Additionally, Palantir’s revenue growth came in at 27% year over year in the second quarter of 2024, so there has been a clear acceleration in Palantir’s growth, and artificial intelligence (AI) is a key reason for that. Management made it clear on the latest earnings conference call that the growing demand for AI software has been playing a central role in powering the company’s improved growth of late.
That’s not surprising as Palantir’s Artificial Intelligence Platform (AIP) allows customers to customize and deploy AI models into their operations, enabling them to improve the efficiency of their businesses. Palantir’s AIP has gained terrific traction among customers, leading to healthy growth in the company’s customer base as well as the size of the deals that it is signing.
Palantir finished the third quarter with 629 customers, an increase of 39% from the same period last year. An important thing to note is that the company landed 104 deals worth at least $1 million last quarter, up from 80 in the same period last year.
Meanwhile, the number of deals valued at $5 million or more increased to 36 from 29 in the year-ago period. Deals valued at $10 million or more increased from 12 to 16 on a year-over-year basis. Thanks to the improvement in Palantir’s customer base and the jump in deal values, the company’s remaining performance obligations (RPOs) increased a solid 58% to $1.57 billion.
The faster growth in this metric as compared to Palantir’s revenue growth bodes well for its future. That’s because the RPO refers to the total future value of a company’s contracts that are yet to be fulfilled. Investors should note that Palantir’s RPO is primarily composed of commercial contracts.
To gauge the true potential of the company’s revenue pipeline we need to take a look at its remaining deal value (RDV), a metric that for Palantir considers the “total remaining value of contracts as of the end of the reporting period,” including government contracts. Palantir reported a 22% year-over-year increase in RDV last quarter to $4.5 billion, indicating that the company is in a position to maintain its healthy growth rate in the long run because of a solid contract pipeline.
This is the reason why Palantir increased its 2024 revenue forecast to just over $2.8 billion from the earlier expectation of roughly $2.75 billion. The updated guidance would translate into year-over-year growth of nearly 26%, which would be an improvement over its 2023 revenue growth of 17%.
So, it is evident that Palantir is indeed benefiting from the growing need for AI software applications in both commercial and government businesses, but there is one factor that may weigh on the stock in 2025.
Will this factor keep Palantir from flying higher in 2025?
Palantir’s remarkable surge in 2024 means that the stock is trading at a very expensive 46 times sales, which is significantly higher than the U.S. technology sector’s average of 7.7. The company’s price-to-earnings multiple of 255 further reinforces the fact that Palantir is a richly valued stock.
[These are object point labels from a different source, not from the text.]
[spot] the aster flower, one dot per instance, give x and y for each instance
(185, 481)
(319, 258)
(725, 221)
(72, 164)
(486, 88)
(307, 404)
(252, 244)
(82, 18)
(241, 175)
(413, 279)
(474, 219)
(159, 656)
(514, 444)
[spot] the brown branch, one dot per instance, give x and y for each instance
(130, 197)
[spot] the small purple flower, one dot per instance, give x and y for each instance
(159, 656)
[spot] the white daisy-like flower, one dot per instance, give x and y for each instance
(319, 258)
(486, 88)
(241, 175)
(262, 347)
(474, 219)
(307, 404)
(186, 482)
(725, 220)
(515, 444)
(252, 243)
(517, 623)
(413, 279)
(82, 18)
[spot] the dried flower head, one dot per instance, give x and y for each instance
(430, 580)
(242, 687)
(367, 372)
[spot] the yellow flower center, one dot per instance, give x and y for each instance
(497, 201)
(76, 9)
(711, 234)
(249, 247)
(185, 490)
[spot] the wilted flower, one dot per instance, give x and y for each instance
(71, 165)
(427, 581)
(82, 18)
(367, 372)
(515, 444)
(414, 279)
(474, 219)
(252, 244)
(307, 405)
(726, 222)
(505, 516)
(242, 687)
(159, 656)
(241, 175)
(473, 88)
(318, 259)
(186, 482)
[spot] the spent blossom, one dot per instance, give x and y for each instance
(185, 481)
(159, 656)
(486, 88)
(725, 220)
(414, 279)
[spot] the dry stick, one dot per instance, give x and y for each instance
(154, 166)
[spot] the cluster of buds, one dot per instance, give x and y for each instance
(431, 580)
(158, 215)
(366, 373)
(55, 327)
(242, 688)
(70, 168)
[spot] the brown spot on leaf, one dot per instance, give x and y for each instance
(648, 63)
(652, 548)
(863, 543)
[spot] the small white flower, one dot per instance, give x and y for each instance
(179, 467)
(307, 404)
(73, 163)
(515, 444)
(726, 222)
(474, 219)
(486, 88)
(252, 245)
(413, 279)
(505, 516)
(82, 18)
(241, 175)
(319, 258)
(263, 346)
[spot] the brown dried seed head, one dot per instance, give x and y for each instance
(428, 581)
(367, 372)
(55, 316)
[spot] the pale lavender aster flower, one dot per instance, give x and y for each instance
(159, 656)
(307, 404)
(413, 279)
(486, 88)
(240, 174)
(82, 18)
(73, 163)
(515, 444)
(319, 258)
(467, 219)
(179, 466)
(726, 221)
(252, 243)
The forward earnings ratio — using estimates — of 124 is significantly lower than the trailing multiple and points toward a sharp increase in the company’s earnings, but it is still on the higher side when compared to the technology sector’s average earnings multiple of nearly 49.
The valuation indicates that Palantir is expected to continue clocking outstanding growth. And it could keep delivering faster growth thanks to the booming market for AI software platforms, a market that’s expected to see 40% annual growth through 2028, generating annual revenue of $153 billion at the end of the forecast period.
Another reason why Palantir’s rich valuation could be justified is that it is reportedly the top-ranked vendor in the AI software platforms space. This is probably why the company is enjoying robust unit economics, meaning revenue from each customer is growing at a faster pace than costs.
Palantir’s operating margin jumped by an impressive 9 percentage points year over year in the third quarter to 38%. Consensus estimates are projecting Palantir’s earnings to increase at an impressive annual rate of 59% for the next five years, and the company’s forward price/earnings-to-growth ratio (PEG ratio) of 0.42 suggests that it is undervalued with respect to the growth that it is forecast to deliver.
Investors looking to buy a growth stock that’s benefiting from the adoption of AI may look past the company’s trailing multiples, as the market could reward its outstanding earnings growth with more upside in 2025 and beyond. I think it can continue crushing the market in the new year.